By contrast Romney, the presumed Republican presidential nominee, seems to prefer silence in handling his Mormonism in public. It’s a stark contrast to both Lieberman and Democratic candidate John F. Kennedy, a Roman Catholic who in 1960 famously said he would not take political guidance from the Vatican.
“It’s clear his campaign made a decision that it is not interested in talking about his Mormonism, not its doctrines or theology, his experiences as a church leader, how it shaped his family,” said Patrick Mason, the chair of Mormon studies at Claremont Graduate University in Claremont, Calif. “He’s always said ‘I’m not running to be pastor in chief.’”
The article cites various academics and experts on Mormonism opining how Romney should explain his religious point of view to the American public. But the most interesting point, I think, is buried in the last few paragraphs.

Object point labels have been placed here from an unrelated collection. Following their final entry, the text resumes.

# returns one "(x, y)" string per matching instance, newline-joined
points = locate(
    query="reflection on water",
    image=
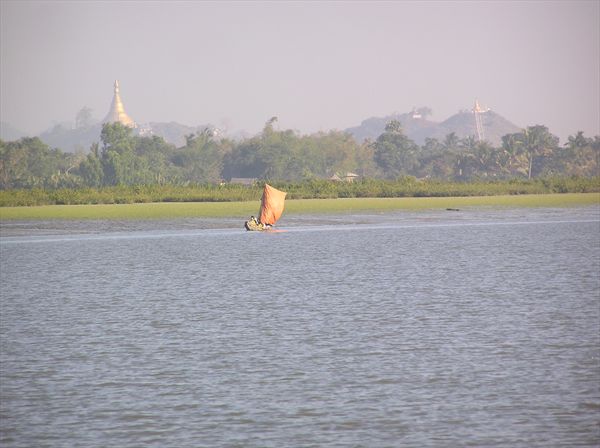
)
(471, 328)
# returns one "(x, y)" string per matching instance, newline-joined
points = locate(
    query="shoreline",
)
(176, 210)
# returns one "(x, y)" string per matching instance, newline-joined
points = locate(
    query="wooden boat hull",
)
(251, 225)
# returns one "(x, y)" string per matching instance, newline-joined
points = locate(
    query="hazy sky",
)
(314, 65)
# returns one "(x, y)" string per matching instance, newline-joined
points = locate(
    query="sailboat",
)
(271, 208)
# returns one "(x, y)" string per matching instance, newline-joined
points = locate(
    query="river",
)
(478, 327)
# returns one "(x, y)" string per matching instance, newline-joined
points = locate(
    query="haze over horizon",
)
(316, 66)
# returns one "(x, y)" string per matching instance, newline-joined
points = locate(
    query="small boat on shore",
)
(271, 209)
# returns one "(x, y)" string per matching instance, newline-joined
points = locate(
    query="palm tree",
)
(536, 141)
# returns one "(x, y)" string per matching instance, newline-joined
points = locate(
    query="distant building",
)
(117, 114)
(243, 180)
(348, 177)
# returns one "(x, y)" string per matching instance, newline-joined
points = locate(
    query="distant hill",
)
(9, 133)
(71, 140)
(418, 129)
(81, 139)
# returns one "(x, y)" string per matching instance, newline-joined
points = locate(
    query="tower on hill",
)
(477, 111)
(117, 114)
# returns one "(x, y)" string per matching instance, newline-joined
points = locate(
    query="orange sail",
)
(271, 205)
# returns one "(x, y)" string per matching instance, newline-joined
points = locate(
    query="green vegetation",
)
(156, 179)
(309, 189)
(241, 210)
(122, 158)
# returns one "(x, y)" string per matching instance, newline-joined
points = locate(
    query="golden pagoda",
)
(117, 111)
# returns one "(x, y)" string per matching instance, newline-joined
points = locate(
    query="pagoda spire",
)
(117, 114)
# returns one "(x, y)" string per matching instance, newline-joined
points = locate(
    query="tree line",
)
(123, 158)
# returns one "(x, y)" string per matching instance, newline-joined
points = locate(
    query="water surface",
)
(440, 328)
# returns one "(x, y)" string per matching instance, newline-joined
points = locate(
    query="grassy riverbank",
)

The solution, suggested Thomas Terry, a non-Mormon who teaches communications at Idaho State University, a school with a substantial number of Mormon students, was more light. “We all believe in strange things,” he said, urging Romney to emulate Kennedy’s response to personal faith and public life.
Cragun, however, is not so sure Romney can do that without raising even more uncomfortable questions. Kennedy, he noted, was raised as a Catholic, “but he was not orthodox and strict about it. When he came out and said, ‘I can govern without deferring to the pope,’ people could buy that. The same cannot be said by Mitt Romney – Mitt is an observant, devout, committed Mormon.”
That’s a very telling distinction. Kennedy toed the politically correct line about his faith not influencing his presidency and we believed him. Regardless of what you think about Kennedy’s 1960 speech to the Greater Houston Ministerial Association, there was never any real conflict between the Catholic president’s faith and his politics.
But Romney’s situation is both more difficult and more interesting (for us, anyway). Nobody denies Romney’s deep involvement with the Mormon Church throughout his life. As I’ve written before, religious public officials bring their religious values into office; they have to. If Romney denies that, we shouldn’t believe him. Just like nobody should believe a non-religious official who said that the deeply held values that guide his life wouldn’t influence him. So the next question is what exactly are those religious values and how (not whether) they’ll translate into public policy. Mr. Romney, we’re waiting for your answer.